Hewing closer to the previous Disney animated version than to the Brothers Grimm’s or Stephen Sondheim’s — no stepsisters were blinded in the making of this motion picture — it’s a perfectly serviceable addition to the studio’s princess-industrial complex.

Whereas last year’s “Maleficent” retold the Sleeping Beauty legend with the witch as a central character, portrayed as someone who had good reason to seek revenge, this “Cinderella” never strays far from the path laid out by the animation department in 1950; there’s no singing this time, but we do get the friendly mice. (When cartoon Cinderella hangs out with a talking Gus and Jaq-Jaq in the earlier version, it’s adorable; when live-action Cinderella shares her dinner with CG mice in her kitchen, however, it’s difficult not to think of her long-tailed little friends as vermin.)

Giving credit where it’s due, this “Cinderella” does make its heroine proactive, rather than just a goody-two-slippers who passively allows events to transpire around her, and that’s a testament both to the screenplay by Chris Weitz (“About a Boy”) and the lead performance by Lily James, best known stateside as the headstrong Lady Rose on “Downton Abbey.” Unlike the saccharine Job of earlier iterations, this Cinderella is self-possessed and forthright. Even when she’s at her most abused, she endures out of love for her departed parents and the home they left behind.

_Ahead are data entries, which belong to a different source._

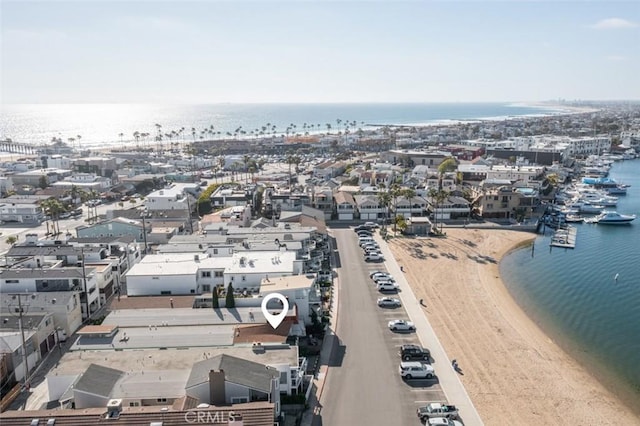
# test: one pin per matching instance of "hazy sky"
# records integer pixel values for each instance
(318, 51)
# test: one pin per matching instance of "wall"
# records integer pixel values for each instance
(57, 385)
(147, 286)
(87, 400)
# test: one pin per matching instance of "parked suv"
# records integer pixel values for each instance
(414, 352)
(416, 370)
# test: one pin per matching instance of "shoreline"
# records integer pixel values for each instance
(511, 367)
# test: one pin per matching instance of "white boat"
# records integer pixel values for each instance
(613, 218)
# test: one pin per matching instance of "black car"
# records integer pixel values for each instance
(414, 352)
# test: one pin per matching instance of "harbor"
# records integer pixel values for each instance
(564, 237)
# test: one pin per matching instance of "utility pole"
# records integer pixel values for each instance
(25, 360)
(84, 281)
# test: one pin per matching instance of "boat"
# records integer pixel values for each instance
(573, 218)
(613, 218)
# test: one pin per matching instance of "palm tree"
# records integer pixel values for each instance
(384, 199)
(448, 165)
(409, 194)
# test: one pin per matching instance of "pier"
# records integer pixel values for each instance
(565, 237)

This version, of course, assumes that this property could legally be inherited by either Ella or by the wicked stepmother (Cate Blanchett) who is widowed by Ella’s father. There’s a revisionist-feminist take just sitting here about why this awful woman would go to great lengths to find rich husbands for her shrill daughters (Holliday Grainger and James’ fellow “Downton” star Sophie McShera) in a stiflingly patriarchal society, but the movie’s barely interested in that path; Blanchett’s character is already horrid when she arrives on the scene, and her wickedness only increases over the course of the story.

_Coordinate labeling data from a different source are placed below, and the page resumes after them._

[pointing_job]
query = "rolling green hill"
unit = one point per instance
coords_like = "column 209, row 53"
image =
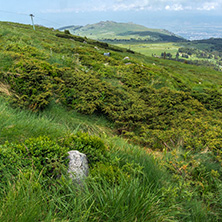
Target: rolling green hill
column 123, row 32
column 151, row 129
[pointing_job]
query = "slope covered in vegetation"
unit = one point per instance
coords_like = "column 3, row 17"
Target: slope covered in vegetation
column 54, row 84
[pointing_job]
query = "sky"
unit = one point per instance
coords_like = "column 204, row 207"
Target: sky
column 174, row 15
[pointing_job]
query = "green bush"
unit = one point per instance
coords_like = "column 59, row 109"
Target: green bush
column 42, row 154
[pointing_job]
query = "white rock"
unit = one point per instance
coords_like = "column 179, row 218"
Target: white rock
column 78, row 165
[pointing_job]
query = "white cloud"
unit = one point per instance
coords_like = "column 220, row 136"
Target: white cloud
column 139, row 5
column 208, row 6
column 175, row 7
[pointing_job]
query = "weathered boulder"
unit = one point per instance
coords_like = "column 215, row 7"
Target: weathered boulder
column 78, row 166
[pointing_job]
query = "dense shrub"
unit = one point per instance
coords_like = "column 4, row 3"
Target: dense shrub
column 41, row 154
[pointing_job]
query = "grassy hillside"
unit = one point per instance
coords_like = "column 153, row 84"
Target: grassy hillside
column 151, row 129
column 122, row 32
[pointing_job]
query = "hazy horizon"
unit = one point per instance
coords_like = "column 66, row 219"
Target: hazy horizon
column 190, row 19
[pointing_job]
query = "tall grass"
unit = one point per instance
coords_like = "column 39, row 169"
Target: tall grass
column 55, row 122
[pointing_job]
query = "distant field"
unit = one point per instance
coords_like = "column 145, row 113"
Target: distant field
column 150, row 49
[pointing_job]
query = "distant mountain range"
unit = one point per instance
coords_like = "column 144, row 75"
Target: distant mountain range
column 123, row 32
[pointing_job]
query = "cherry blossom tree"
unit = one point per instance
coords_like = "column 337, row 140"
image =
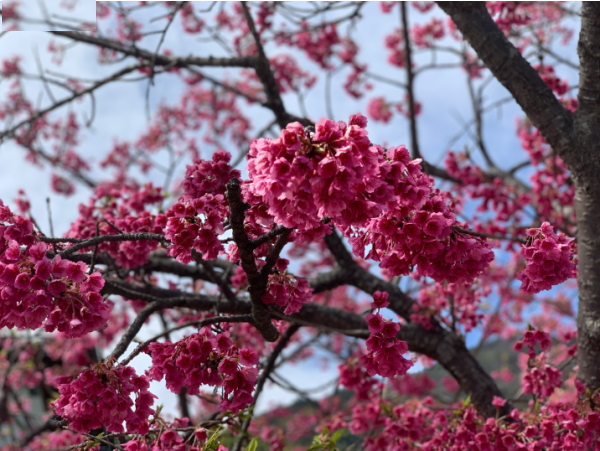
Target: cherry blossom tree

Cinderella54de9bbb5000dBlanchett, it should be noted, is having a great time vamping it up in a series of stylishly overblown costumes (designed by the renowned Sandy Powell); she doesn’t allow herself to go as broad as, say, Glenn Close’s live-action Cruella DeVille, but her snarling virago is not to be underestimated.

We get a more outrageous turn from Helena Bonham-Carter as the Fairy Godmother; like her fellow Tim Burton alum Johnny Depp in “Into the Woods,” her role is kept just short enough that even her most wildly showy moments don’t disrupt the mood of the rest of the movie. Sporting Tilda Swinton‘s oversize choppers from “Snowpiercer,” she’s ditzy and capable all at once.

Weitz does well by the expected story beats, from the conversion of mice and lizards and ducks into Cinderella’s entourage for the ball (culminating in a suspenseful midnight carriage chase) to a Prince (Richard Madden, “Game of Thrones”) who’s established early on as being smitten with Ella for who she is and not just for the glam figure she cuts at his big party.

The ball scene itself calls to mind those Technicolor epics of yesteryear, when actors in crowd scenes dressed in every color of the rainbow to show off a full spectrum for audiences accustomed to black-and-white. Granted, the modern-day equivalent includes that crispy-fried post-production work that pumps up the blues and oranges and makes every surface gleam like a Jolly Rancher candy, but that’s the look that future historians will unfailingly peg as hopelessly early-21st-century.

The less you want to see a “Cinderella” that comments upon or breaks away from the cartoon — which stands strongly enough on its own not to need a remake, thanks all the same — the more you’ll like this version.

Sometimes a glass slipper is just a glass slipper.